Figure 3 Inhibition of ILC2 activation and function during bladder tumor challenge. (A) Level of IL-4, IL-5, IL-13, IL-25 and IL-33 per mg of total protein in bladders of mice without tumors (naïve) and at indicated time point after tumor instillation (day 5, 10, and 13). Horizontal solid lines represent the mean, and the dotted lines represent the limit of detection, N.D. not detected. Statistical significances were determined by one-way ANOVA followed by Dunn’s test comparing the different time points for each cytokine. (B–D) Mice were treated i.p. with blocking antibodies or isotypes control at indicated days (arrows) and instilled with MB49 tumor cells in the bladder at day 1. (B) Survival curves of mice treated with α-CD124 (n=10) or isotype control (Ig; n=12), or (C) with α-IL-5 (n=9) or isotype control (Ig; n=6), or (D) with α-ST2 (n=10) or isotype control (Ig; n=10). (E) Survival curves of wild-type (WT; n=10) and IL-33-deficient (IL33KO; n=10) mice after bladder tumor implantation. Log-rank test was performed as statistical analysis for survival curves. * p ≤ 0.05; ** p ≤ 0.01; *** p ≤ 0.001; ns: not significant.

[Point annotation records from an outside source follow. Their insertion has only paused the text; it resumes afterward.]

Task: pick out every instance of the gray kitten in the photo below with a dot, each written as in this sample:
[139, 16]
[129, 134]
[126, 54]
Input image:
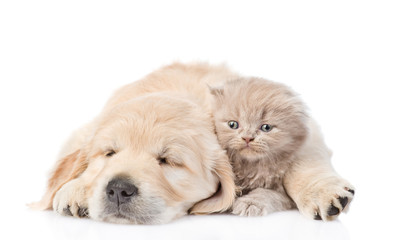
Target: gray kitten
[263, 126]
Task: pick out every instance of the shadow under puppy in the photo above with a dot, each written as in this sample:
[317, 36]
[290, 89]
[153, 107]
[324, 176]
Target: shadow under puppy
[279, 158]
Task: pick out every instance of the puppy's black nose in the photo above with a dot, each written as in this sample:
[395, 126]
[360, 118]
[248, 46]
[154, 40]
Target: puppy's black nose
[120, 190]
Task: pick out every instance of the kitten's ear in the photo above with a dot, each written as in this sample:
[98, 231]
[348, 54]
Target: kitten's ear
[216, 91]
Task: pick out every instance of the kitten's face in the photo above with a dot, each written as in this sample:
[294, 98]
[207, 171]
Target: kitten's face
[257, 119]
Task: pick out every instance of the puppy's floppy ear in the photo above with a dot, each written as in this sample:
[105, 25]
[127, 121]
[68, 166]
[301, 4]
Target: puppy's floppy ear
[225, 195]
[66, 169]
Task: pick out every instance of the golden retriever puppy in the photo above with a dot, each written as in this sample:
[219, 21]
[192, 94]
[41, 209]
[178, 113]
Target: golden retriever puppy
[151, 155]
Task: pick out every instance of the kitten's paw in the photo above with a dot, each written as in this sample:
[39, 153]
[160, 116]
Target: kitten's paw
[245, 206]
[70, 200]
[327, 199]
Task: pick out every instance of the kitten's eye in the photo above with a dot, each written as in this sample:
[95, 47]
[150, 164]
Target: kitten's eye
[233, 124]
[162, 160]
[266, 127]
[110, 153]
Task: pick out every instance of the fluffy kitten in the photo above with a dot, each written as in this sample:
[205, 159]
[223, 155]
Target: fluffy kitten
[261, 124]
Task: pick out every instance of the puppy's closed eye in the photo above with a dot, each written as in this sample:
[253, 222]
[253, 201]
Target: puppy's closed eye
[110, 153]
[162, 160]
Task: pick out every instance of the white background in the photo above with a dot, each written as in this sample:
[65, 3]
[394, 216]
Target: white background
[61, 60]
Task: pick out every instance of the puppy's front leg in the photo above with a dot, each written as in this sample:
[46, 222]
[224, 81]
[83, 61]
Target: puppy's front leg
[70, 199]
[260, 202]
[318, 191]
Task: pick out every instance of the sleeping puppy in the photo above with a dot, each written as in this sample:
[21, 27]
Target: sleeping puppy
[150, 156]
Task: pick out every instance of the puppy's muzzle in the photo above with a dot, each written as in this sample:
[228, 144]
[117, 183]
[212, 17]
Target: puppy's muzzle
[120, 191]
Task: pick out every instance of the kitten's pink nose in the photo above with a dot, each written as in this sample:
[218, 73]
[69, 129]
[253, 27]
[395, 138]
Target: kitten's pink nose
[248, 139]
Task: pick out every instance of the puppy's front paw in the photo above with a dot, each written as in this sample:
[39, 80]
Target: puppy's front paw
[245, 206]
[70, 200]
[326, 199]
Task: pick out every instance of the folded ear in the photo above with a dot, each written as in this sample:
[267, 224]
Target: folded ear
[216, 91]
[66, 169]
[225, 195]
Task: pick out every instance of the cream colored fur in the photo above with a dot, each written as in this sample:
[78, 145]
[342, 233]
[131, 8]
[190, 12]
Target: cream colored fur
[169, 114]
[165, 115]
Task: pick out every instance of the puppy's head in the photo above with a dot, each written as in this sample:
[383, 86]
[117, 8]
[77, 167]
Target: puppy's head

We next inhibited ILC2 activation by targeting IL-33Rα (ST2). IL-33 signaling through its receptor ST2 has been reported as a key pathway for inducing the secretion of type 2 cytokines by ILC2s, and neutralizing ST2 in vivo significantly limited ILC2 activation (35–37). We first confirmed the high expression of ST2 by bladder ILC2s compared to ILC1s and 3, which remained stable along the bladder tumor growth (Supplementary Figure 3C), consistent with previous observations (38) and suggesting that bladder ILC2s may be responsive to IL-33. Mice were then treated with an anti-ST2 blocking antibody (Figure 3D). No significant differences in tumor growth were observed compared to the control mice (Supplementary Figure 3D), and no changes in survival were detected (Figure 3D). Similar results were obtained when using IL-33-deficient mice (Supplementary Figure 3E, Figure 3E), which are known to exhibit reduced ILC2 infiltration in tissues and/or less functionally competent ILC2s (39–41). Overall, these data suggest that ILC2 may not play a critical role in bladder tumor development.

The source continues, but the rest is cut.